Me llama un amigo, viejo compañero de lucha y exilio, de quien hacía tiempo no tenía noticias y, tras los saludos de rigor y preguntas sobre la salud y familia, me suelta a bocajarro: “¿Es que te has hecho bolchevique?”. “No”, le respondo. “Como escribes en el Mundo Obrero, pensaba que habías cambiado”. Para que esta conversación se entienda, he de decir que, según consta en mi amplia ficha policial, soy comunista sí, pero libertario, esto es, anarquista. Hecha esta aclaración, tal vez habrá quien comprenda las reticencias de mi amigo. Yo no. ¿Acaso las cárceles, las torturas, los asesinatos cometidos por el fascismo eran – y son –  diferentes para una y otra ideología? ¿No nos une el mismo objetivo, que no es otro que el fin del Capitalismo y sus crímenes? ¿Tan pronto hemos olvidado la historia, la fortaleza en la unidad y la derrota en la división? Que hay diferencias, las hay, ¿pero vamos a preocuparnos de cómo guisar las habichuelas antes de sembrarlas?

Recibo otra llamada. Es tiempo de votaciones y ya se sabe, los trabajadores de la cultura, de repente nos hacemos visibles. Al otro lado de la línea, una compañera, militante de un movimiento que merece todos mis respetos por su coherencia y actividad, me pide mi adhesión al manifiesto que han elaborado para presentarse a las próximas elecciones. Me lo lee. Me pregunta que qué me parece y no tengo más remedio que contestarle que estoy de acuerdo en todo, pero, dado que los puntos y reivindicaciones son los mismos que plantea Izquierda Unida, ¿cuál es el motivo por el que se postulen por separado? Me lo explica, pero de su discurso sólo saco en claro que un puñado de votos – muchos o pocos, los que sean – se van a ir a la mierda. ¿Es que no hay manera de ponerse de acuerdo en lo fundamental y lo otro ya lo resolveremos?

Me entero que en mi pueblo, ¡finalmente!, Izquierda Unida y Podemos, van juntos. En las pasadas elecciones lo hizo cada uno por su lado, se quedaron fuera y permitieron que Vox entrara. ¡¡Ole con ole y olá!! En Madrid y en muchos lugares, tres cuartas partes de lo mismo, aunque los actores y organizaciones fueran diferentes. Podría continuar con más ejemplos, pero resulta cansino en exceso.

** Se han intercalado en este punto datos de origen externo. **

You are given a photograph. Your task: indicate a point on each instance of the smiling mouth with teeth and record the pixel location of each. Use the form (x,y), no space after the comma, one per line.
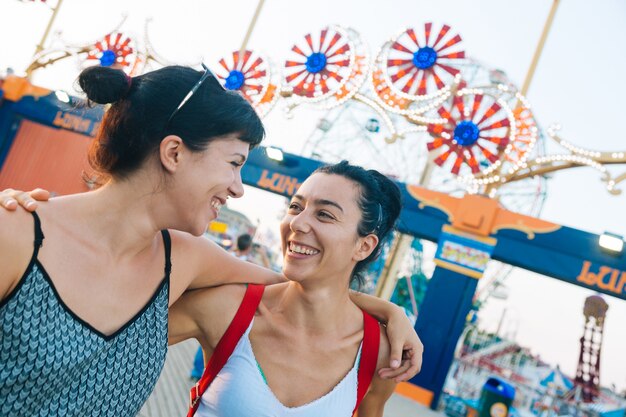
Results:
(216,205)
(302,249)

Sin embargo, sucede que hace un par de días, quedo con unos amigos a comer en un restaurante cercano y, como voy vestido con una camisa roja, soy objeto del mismo comentario por parte de los parroquianos: “¡Mira que eres rojo!”. Y es que, para muchos de ellos, habitantes del analfabetismo y la incultura, votantes de esa derecha cavernícola que solo pretende arrebatarles los escasos derechos conseguidos bajo la bandera de la unidad de España colgada de un balcón, el pensamiento de la Izquierda es uno y su objetivo único. ¡Mira tú por donde, lo tienen más claro que nosotros!

Como decía la libertaria Emma Goldman: ”Si el voto valiera para algo, estaría prohibido”. No pretendamos con éste hacer la Revolución. El voto es como una tirita que se coloca sobre la herida, pero qué duda cabe, sirve para cambiar pequeñas cosas, fundamentales en el día a día. Los derechos se conquistan con la lucha, pero también se pierden cuando las leyes cambian a gusto de unos pocos.

Y no nos equivoquemos, esos pocos no se dividen. Les une la defensa de los privilegios y les sustenta un fanatismo secular.

(Nota.- Esta columna está escrita en marzo de 2019. He tenido que cambiar muy pocas cosas. Han pasado cuatro años y hay quién se sigue planteando la unidad. ¿Really, George?)